Although the exact causes of RA are unknown, involvement of ROS is suspected. Several studies suggested a beneficial effect of antioxidants such as vitamin E in RA (3234). In inflammation, activation of T cells and macrophages leads to a large increase in oxygen consumption, whose corollary is increased release of ROS (4).

Peroxynitrite production is associated with diminished of type 2 collagen and aggrecan and with a decrease chondrocyte response to the growth factor IGF-1, in vitro. In addition, peroxynitrite increases the expression of MMP-3 (Matrix Metallo Proteinase-3) and MMP-13 and decreases the production and activity of the tissue inhibitors of MMPs (TIMPs). These changes lead to increased matrix breakdown. TNF-α overproduction is thought to be the main contributor to increased ROS release in patients with RA (46).

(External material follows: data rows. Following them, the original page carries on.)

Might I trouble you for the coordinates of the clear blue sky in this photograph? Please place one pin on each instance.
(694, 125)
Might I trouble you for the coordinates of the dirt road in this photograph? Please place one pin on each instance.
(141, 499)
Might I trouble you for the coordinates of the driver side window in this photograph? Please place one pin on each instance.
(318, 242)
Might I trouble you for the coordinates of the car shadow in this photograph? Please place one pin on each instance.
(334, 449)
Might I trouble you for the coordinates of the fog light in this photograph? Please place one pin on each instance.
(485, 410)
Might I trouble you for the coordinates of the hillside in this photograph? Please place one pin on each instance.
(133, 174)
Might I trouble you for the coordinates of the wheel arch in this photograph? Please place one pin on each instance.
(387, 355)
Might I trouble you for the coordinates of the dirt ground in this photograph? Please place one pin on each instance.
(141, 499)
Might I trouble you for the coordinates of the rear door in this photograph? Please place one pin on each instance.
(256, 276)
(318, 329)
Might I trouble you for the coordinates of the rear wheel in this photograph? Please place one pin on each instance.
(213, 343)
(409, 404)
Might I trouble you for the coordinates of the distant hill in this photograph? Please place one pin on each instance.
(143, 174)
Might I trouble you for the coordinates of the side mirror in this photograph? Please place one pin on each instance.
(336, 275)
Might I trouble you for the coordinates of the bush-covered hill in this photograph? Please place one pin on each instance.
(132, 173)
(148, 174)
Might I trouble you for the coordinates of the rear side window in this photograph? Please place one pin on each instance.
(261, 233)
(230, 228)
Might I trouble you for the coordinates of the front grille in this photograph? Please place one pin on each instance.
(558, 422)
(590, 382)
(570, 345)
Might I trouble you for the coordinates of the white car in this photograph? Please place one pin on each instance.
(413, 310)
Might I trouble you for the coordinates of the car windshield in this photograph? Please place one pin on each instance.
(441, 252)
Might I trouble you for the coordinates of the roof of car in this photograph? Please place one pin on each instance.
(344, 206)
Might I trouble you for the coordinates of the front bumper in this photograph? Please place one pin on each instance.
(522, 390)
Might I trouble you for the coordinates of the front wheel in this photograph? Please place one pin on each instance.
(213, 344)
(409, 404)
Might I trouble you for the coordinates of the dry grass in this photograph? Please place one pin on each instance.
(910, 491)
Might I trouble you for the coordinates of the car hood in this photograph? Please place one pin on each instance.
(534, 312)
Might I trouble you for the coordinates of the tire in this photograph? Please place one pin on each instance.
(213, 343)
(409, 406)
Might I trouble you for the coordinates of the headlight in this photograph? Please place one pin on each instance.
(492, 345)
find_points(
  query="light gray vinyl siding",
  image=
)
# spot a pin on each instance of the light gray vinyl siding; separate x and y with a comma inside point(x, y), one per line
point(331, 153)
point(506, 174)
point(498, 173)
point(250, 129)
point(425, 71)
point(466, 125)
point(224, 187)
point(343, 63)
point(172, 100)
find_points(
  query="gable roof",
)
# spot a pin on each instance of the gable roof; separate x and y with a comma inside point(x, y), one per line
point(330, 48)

The significantly decreased values of hemoglobin in the blood of RA patients observed in our study are supported by other workers who reported that increased ROS production is indicative of RBC destruction in patients with RA (35), and there is a negative relationship between the activity of disease and haemoglobin in RA patients (2) that our study indicate it. In this study RF and acute phase reactants, including ESR and CRP were higher in the patient group as was accepted (Table 2). There was a negative relationship between CRP and RF with GSH-Px, catalase, vitamin A and vitamin E. CRP and RF are active components related to the phagocytic system of polymorphonuclear leukocyte (35). In the event of neutrophils and macrophages being stimulated by pathogens, cytokines or other inflammation mediators, complements (C3 and C4) together with other mediators such as CRP and RF are liberated from the granule into the cytoplasm and play an important part in destroying phagocytosed materials (36). These cells are able to produce superoxide radicals and other oxidant species when activated by diverse stimuli (3334). It was found that CRP and RF in patients with RA may be sensitive inflammation markers for reflecting the presence and activity of the disease (3, 9) and several studies show that these parameters increase in the patient group compared to the healthy control group (3537). In our study, nonsignificant reduction in serum AEA of lipoprotein-associated enzymes, PON1 in patients was shown. In RA disease, chronic systemic inflammation may contribute to a higher incidence of CVD (38). The presence of PON1 on HDL particles is considered to be a major source of protection from lipoprotein oxidation. Therefore, reduction of PON1 activity may be considered to be prooxidant and proatherogenic (3940), PON1 activity is related to genetic, environmental, pharmacological, life-style and dietary factors, as well as age and certain disease conditions. Various in vitro and in vivo studies in animals and humans have provided initial evidence that antioxidants can increase PON1 activity (41).

In conclusion, due to increased lipid peroxidation and decreased levels of antioxidant vitamins and enzymes in plasma, RA patients are subject for oxidative stresses. These results are consistent with the underlying hypothesis that there is an imbalance situation between ROS production and the antioxidant defence system in inflammatory diseases such as RA. Antioxidant systems, lipid metabolism and inflammatory reactants are impaired in RA. There was an increased oxidative stress and a low antioxidant status in patients with RA. These changes are probably due to efforts for reducing lipid peroxidation and hence to lower tissue damage. The change in relative levels of antioxidants and free radical formation could be used as indicators for effective and earlier diagnosis of RA.

Ethical Considerations

Ethical issues including plagiarism, informed consent, misconduct, data fabrication and/or falsification, double publication and/or submission, redundancy, etc. have been completely observed by the authors.

Acknowledgments

This work was supported by a grant from Vice-Chancellor for Research, Tehran University of Medical Sciences, Iran. The authors declare that there is no conflict of interests.